The 800-pound gorilla in the room is how popular culture is determined and disseminated. People become celebrities from being paid attention to by media outlets that reach a wide audience. Not so long ago, composers ranging from Igor Stravinsky to Thelonious Monk graced the cover of Time magazine. John Cage even appeared on nationally broadcast television programs. Yet it seems like a pipe dream for anyone other than a million-dollar-grossing pop star to get similar attention now. Why? Are market forces truly the only criteria determining cultural significance at this point?

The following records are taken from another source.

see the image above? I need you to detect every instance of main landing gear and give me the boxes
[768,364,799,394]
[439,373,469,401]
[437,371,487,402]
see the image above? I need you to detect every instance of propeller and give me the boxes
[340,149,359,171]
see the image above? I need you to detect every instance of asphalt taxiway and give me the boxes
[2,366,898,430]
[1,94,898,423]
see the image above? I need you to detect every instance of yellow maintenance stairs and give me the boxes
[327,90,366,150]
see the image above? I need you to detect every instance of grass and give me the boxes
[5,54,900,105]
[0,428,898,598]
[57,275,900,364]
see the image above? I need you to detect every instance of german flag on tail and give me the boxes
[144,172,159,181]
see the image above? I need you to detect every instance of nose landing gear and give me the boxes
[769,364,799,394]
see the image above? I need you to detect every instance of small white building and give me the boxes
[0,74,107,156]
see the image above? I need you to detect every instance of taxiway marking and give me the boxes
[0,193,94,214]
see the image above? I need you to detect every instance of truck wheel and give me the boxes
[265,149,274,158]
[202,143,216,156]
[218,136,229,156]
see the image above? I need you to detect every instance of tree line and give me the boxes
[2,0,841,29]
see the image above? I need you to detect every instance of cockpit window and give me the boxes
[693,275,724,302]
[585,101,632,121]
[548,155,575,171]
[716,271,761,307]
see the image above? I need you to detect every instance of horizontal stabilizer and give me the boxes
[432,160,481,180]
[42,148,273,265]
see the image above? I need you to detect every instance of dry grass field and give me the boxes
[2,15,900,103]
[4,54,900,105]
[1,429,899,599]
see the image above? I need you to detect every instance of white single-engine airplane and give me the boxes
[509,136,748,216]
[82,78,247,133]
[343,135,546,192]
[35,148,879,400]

While that would be a sad commentary on our consumer driven society, the reality is perhaps even more nefarious. I’ve long believed that popularity can be and is manufactured. Folks and organizations who can afford to plaster their messages on billboards and in television commercials get their message across more effectively than those who can’t. But the personal tastes of folks in positions within the media have an even greater ability to shape popular taste according to their own personal biases. (Those billboards and infomercials, after all, rarely transcend people’s impressions of them as vanity projects.) Wm. Ferguson included in his 2012 round-up a musician named Bob Babbitt, a formidable bassist who appeared as a sideman for many Motown sessions, but who did not really have a hugely successful career on his own. It would be difficult to justify Bob Babbitt’s inclusion on such a list for any other reason than that he was someone that Wm. Ferguson liked, or perhaps an arcane name that Ferguson included to show his thorough knowledge of rhythm and blues. Nevertheless, I’m grateful to Wm. Ferguson for informing me about Bob Babbitt since he was a new name to me. But I remain extremely ungrateful that classical music, or any other genre of music for that matter, can be deemed culturally irrelevant by him or anyone else.

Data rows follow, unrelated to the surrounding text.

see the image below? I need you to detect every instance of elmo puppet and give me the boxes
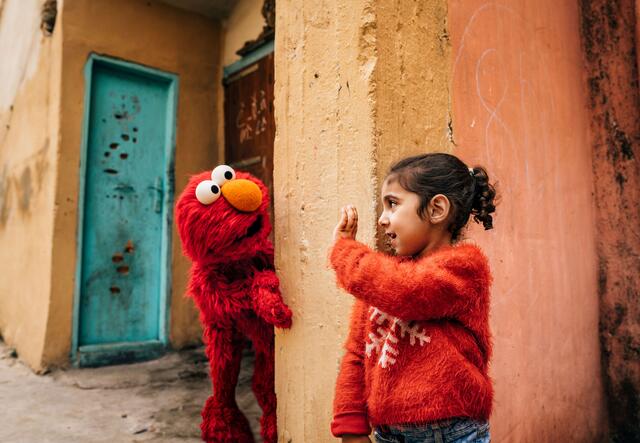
[175,164,292,443]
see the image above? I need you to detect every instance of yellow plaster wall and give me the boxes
[43,0,221,367]
[274,0,439,440]
[221,0,265,67]
[274,0,376,443]
[0,0,62,372]
[374,0,453,172]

Anyone who creates in such genres proves its importance by continuing to pursue the creation of compelling work, finding ways to disseminate it by any means necessary, and ignoring the proclamations of any self-appointed arbiters of taste and significance. If Park Jae-sang (better known as PSY) can reach what is purportedly the largest audience of anyone in 2012 with absolutely no help from the mainstream media (although they’ve glommed onto him now), the only thing in danger of being culturally irrelevant is the mainstream media.
(NOTE: While Ferguson bragged about his seamless transition from Ravi Shankar to Earl Scruggs, a similar memorial audio collage on NPR actually follows Andy Williams singing “Moon River” with the vast cluster chord that opens Elliott Carter’s 2001 Cello Concerto; you might never listen to either the same way again after you hear it!)